Członek biura politycznego Hamasu Izzat al-Riszk napisał na Telegramie, że jeśli Izrael rozpocznie ofensywę lądową na Strefę Gazy, to Hamas jest na nią gotowy. Nieco później agencja AFP podała, powołując się na Hamas, że w Strefie Gazy trwają "zażarte walki" i intensywna wymiana ognia, a izraelska armia wkroczyła do dwóch sektorów eksklawy - jej centrum i na północ, w okolicach miasta Bejt Hanun.

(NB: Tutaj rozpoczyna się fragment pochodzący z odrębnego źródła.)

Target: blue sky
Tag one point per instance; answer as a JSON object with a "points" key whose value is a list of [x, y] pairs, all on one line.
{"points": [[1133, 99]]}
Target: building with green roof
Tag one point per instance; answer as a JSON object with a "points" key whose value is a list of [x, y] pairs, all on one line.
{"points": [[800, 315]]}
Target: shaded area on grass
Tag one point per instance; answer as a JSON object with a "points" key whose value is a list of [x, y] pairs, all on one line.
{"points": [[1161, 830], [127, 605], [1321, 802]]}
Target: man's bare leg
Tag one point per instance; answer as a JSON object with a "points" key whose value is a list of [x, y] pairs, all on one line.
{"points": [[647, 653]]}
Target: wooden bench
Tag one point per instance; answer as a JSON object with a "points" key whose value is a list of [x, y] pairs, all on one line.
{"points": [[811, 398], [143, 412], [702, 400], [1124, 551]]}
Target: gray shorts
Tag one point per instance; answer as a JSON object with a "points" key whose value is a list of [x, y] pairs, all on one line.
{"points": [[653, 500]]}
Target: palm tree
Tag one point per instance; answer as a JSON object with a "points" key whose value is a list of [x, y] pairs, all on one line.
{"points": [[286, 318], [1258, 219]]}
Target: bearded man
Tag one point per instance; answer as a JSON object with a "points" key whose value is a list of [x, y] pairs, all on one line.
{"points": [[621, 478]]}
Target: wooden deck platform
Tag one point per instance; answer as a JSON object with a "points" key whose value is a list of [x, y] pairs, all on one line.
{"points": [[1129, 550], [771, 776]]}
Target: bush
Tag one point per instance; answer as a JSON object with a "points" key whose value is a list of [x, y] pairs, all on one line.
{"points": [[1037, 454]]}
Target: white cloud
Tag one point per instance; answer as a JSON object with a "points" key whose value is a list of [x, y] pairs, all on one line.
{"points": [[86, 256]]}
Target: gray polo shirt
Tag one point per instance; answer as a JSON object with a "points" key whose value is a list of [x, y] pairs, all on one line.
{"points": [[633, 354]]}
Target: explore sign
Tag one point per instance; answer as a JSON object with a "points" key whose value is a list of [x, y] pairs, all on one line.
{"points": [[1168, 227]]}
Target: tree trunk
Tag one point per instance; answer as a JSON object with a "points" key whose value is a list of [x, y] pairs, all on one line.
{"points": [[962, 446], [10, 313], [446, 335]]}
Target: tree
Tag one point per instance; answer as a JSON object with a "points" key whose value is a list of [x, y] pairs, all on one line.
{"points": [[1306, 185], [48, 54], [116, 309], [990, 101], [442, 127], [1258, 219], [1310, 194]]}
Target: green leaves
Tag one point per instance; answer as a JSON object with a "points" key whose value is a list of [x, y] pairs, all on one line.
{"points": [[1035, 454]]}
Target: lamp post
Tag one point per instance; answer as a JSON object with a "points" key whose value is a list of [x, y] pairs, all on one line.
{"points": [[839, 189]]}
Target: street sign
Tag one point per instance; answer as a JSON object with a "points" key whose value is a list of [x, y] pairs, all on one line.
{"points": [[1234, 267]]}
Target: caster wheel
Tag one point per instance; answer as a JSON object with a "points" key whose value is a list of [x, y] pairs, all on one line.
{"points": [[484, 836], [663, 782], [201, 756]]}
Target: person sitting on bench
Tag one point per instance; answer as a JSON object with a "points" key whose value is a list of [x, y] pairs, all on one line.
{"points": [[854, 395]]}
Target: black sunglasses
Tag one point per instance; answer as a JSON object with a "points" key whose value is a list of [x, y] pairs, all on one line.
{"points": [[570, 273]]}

Doradca Netanjahu, Regew powiedział w wywiadzie dla amerykańskiej telewizji MSNBC: "dziś w nocy Hamas poczuje nasz gniew". Hamas zapłaci za swoje zbrodnie przeciw ludzkości, "tej nocy zaczynamy mu odpłacać" - dodał.

Rozszerzenie operacji militarnej w Gazie

IDF poinformowały na razie tylko o zintensyfikowaniu operacji lotnictwa i armii w Strefie Gazy.

Wcześniej w piątek dostawcy usług telekomunikacyjnych w Strefie Gazy przekazali, że w wyniku intensywnych bombardowań przestały działać telefony komórkowe i internet. Jednocześnie rzecznik sił izraelskich, kontradmirał Daniel Hagari, zapowiedział rozszerzenie operacji militarnej w Gazie.

Według AFP bombardowania eksklawy były w piątek wieczorem najintensywniejsze od początku wojny Izraela z Hamasem.

Jak komentuje agencja AP, stanowi to zapewne sygnał, że zapowiadana od początku konfliktu inwazja na Strefę Gazy jest coraz bliższa, a 2,3 mln ludzi mieszkających w Strefie zostało de facto pozbawionych łączności ze światem.

IDF poinformowały też w pismach wysłanych do agencji Reutera i AFP, że nie mogą zagwarantować bezpieczeństwa dziennikarzom przebywającym w Strefie Gazy.